Also wieder gescheitert – aber diesmal konnten wir helfen. Der alte Hans hat im Internet recherchiert, dass Rücken-Aua oft auch ein Schmerz der Seele sei, den man mit Tiefenentspannung heilen könne. Also haben wir einen therapeutischen Abend organisiert, indem wir uns zusammen mit Brägel mit einigen Flaschen Rotwein so tief wie nur irgend möglich entspannt haben. Am nächsten Morgen hatte Brägel Kopfschmerzen, der Rücken war aber besser.

Alle Jahre wieder... Die guten Vorsätze

Natürlich hatte Brägel zum vergangenen Jahreswechsel auch wieder einige gute Vorsätze gefasst und in seine Gute-Vorsätze-App getippt. „Keller aufräumen“, steht da, und: „Radzeug wegwerfen, das ich nicht mehr brauche“. „Radzeug“, das Brägel nicht mehr braucht, ist aber noch nicht erfunden, und da der Lapp quasi in direkter Linie mit dem urzeitlichen Jäger und Sammler verwandt ist, kam bisher nicht viel zusammen. Alle seine acht Fahrräder bleiben natürlich da. Getrennt hat er sich nur vom Sattel eines alten Puky-Kinderrads, von diversen mit Flicken übersäten Reserve-Schläuchen, von einer Handvoll alter Trinkflaschen inklusive allerlei Schimmelkulturen, und von zwei trocken-spröden Helmen in den Modefarben der späten 90er-Jahre mit speckigem Innenfutter.

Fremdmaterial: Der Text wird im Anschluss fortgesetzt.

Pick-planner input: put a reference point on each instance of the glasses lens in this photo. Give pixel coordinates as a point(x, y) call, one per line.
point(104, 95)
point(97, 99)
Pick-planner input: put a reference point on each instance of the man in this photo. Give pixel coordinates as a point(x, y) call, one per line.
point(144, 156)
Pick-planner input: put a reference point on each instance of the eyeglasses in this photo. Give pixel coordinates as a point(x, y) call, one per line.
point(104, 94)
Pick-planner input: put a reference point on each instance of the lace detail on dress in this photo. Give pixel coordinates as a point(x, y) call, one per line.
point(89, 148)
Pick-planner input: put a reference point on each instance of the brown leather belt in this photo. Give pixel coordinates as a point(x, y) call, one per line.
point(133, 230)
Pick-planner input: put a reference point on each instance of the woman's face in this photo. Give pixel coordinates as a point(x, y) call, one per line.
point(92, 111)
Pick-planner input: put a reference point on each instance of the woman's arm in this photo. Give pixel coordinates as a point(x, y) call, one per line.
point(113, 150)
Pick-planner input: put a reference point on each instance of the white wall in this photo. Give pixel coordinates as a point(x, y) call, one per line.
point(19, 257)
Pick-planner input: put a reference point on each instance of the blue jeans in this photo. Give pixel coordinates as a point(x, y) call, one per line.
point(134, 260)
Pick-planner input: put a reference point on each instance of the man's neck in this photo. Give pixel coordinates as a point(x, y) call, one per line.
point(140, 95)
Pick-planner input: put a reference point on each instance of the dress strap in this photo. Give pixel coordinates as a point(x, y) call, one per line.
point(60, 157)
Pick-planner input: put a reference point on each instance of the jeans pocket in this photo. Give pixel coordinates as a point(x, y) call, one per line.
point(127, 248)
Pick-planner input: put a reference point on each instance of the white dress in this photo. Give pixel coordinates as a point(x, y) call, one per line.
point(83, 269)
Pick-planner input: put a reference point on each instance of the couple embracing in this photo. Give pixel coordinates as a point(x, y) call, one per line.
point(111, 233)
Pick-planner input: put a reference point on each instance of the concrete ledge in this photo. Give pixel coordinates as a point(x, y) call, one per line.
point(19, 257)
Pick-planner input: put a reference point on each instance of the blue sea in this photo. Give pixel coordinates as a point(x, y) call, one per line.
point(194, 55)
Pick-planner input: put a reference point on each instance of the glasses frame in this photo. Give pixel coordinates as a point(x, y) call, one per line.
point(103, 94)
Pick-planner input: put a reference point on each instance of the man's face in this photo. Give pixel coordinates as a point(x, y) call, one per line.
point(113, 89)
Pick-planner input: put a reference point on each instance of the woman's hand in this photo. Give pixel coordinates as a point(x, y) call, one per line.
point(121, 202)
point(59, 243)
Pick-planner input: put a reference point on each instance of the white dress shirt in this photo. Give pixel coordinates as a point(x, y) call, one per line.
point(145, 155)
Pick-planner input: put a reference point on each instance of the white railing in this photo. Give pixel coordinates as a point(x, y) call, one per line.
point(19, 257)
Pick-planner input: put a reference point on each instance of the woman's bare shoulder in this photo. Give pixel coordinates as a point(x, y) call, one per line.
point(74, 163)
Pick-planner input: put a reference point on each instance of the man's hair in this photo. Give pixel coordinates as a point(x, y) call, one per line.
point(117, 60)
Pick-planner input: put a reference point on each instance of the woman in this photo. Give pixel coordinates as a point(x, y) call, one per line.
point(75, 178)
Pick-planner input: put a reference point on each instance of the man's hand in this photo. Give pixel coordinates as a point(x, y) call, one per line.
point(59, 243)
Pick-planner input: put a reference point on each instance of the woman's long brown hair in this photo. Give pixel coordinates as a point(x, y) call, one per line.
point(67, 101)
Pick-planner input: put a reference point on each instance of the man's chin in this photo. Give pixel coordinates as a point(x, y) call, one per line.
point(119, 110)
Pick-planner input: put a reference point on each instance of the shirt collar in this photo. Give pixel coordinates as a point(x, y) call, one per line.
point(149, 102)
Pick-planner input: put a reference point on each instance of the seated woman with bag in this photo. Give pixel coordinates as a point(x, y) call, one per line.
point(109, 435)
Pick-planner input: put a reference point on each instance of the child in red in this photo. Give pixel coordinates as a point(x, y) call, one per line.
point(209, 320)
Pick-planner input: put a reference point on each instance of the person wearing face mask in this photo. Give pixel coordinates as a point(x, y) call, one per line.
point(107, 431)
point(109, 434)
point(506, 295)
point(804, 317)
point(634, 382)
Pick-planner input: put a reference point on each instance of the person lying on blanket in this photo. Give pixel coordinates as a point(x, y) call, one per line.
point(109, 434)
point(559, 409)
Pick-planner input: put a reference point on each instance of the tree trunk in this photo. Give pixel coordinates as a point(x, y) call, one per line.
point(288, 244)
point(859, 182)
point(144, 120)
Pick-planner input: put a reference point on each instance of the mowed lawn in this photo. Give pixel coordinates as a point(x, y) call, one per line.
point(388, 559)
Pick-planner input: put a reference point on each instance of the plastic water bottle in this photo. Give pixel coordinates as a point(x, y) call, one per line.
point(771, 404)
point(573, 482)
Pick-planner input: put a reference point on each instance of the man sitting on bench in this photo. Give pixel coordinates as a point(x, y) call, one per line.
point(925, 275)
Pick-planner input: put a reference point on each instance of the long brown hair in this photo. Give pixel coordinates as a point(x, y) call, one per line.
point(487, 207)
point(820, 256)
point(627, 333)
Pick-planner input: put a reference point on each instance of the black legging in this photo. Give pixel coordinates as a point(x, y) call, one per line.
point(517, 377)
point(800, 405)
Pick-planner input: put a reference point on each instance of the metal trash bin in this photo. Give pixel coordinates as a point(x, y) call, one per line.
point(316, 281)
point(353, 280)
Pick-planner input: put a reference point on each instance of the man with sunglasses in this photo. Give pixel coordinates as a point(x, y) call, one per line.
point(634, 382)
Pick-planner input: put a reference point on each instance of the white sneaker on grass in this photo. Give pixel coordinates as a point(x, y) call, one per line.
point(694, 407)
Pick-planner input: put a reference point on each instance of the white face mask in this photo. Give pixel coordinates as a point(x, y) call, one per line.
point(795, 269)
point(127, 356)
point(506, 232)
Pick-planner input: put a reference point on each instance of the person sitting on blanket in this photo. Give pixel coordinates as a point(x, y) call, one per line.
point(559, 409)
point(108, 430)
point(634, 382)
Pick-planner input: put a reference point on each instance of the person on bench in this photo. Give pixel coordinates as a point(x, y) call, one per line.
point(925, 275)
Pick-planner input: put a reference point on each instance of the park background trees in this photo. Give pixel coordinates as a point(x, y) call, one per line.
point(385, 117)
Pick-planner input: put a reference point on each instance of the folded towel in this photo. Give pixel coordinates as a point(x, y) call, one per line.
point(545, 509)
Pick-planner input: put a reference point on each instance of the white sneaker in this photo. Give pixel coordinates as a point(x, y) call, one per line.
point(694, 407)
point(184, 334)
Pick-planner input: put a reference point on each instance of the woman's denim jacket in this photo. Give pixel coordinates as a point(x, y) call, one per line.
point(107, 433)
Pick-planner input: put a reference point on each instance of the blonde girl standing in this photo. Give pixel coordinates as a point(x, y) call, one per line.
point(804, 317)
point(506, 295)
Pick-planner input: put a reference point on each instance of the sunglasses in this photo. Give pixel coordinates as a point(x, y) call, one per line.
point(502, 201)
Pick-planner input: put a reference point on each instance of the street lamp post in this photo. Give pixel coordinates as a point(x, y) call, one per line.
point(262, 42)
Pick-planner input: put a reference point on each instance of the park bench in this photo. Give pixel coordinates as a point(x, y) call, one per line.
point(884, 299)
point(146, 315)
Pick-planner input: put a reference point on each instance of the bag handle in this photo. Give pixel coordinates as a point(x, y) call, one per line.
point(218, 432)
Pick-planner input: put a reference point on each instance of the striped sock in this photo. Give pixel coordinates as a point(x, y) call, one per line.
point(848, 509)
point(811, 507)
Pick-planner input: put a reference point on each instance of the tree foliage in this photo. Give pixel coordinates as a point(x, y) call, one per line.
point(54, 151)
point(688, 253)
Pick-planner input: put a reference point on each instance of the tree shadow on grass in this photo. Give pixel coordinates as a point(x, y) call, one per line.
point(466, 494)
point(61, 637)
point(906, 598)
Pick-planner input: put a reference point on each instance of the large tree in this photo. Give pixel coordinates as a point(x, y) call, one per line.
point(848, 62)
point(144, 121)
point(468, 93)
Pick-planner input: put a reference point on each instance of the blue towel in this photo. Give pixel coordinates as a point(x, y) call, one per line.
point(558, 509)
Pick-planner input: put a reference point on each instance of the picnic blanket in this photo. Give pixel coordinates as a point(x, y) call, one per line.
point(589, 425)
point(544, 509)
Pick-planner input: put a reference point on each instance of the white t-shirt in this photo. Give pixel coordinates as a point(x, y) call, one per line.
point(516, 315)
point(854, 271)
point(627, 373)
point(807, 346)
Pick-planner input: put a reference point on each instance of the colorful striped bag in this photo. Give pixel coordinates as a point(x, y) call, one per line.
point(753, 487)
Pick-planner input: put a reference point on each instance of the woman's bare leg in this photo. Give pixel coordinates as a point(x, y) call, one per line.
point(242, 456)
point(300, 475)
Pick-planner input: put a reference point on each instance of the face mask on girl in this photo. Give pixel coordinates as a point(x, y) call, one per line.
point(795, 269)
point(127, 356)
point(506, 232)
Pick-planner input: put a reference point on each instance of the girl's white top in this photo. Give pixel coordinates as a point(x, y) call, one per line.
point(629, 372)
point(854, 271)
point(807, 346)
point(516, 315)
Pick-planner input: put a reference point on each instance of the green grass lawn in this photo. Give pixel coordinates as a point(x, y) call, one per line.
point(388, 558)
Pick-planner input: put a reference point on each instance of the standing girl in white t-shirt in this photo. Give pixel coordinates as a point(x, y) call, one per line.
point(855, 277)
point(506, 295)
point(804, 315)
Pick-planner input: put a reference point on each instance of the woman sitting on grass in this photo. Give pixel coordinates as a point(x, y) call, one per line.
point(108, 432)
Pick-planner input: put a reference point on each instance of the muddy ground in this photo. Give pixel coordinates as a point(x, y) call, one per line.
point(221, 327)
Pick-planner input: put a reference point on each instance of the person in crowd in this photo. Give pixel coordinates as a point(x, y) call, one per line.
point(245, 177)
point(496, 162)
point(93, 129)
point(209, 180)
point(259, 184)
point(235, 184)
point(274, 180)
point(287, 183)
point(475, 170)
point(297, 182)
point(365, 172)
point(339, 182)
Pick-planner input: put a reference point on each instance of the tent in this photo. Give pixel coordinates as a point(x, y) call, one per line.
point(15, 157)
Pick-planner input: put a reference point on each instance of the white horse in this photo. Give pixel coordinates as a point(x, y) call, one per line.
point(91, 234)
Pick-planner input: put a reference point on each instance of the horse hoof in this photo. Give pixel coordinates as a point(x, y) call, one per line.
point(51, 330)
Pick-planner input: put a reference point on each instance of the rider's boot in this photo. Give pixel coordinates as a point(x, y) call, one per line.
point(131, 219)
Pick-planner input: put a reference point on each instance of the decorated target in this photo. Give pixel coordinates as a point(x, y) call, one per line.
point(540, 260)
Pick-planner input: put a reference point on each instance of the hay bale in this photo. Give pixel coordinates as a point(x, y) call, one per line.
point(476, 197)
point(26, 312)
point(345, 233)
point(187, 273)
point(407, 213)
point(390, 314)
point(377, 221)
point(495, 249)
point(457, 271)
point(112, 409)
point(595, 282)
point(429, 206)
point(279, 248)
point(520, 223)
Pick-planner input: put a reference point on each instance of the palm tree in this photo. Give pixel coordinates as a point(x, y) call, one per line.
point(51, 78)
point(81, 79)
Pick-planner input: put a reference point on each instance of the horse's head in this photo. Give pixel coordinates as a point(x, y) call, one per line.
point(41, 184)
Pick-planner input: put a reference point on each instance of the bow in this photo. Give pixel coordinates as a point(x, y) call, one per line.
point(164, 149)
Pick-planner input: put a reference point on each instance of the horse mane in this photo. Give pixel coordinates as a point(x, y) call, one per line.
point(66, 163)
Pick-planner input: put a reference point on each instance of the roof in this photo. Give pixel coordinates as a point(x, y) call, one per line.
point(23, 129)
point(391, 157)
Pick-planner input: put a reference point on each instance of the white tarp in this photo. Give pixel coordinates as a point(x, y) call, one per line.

Der Keller sieht danach aber eigentlich aus wie immer. Wobei das aber auch keine Rolle mehr spielt. Brägel hat nämlich Ende September 2025 den Weltuntergang für Ende März 2026 verkündet. Das will er in irgendeinem Maya-Kalender gelesen haben. Untrügliches Zeichen hierfür seien jetzt schon apokalyptische Wolkenformationen, hirnrissige Aktionen des Orangeblonden mit der roten Krawatte aus den USA und die Begegnung mit einer hinkenden schwarzen Katze an einem Freitag, den 13. Also gut. Uns ist zwar neu, dass die Maya seinerzeit die Offenbarung des Weltuntergangs an hinkende Katzen und ein konkretes Datum geknüpft haben, aber wir lassen Brägel seine düstere Vision und beschäftigen uns lieber mit der Frage, wie sich der Weltuntergang auf das restliche Radjahr und den Winter auswirken wird.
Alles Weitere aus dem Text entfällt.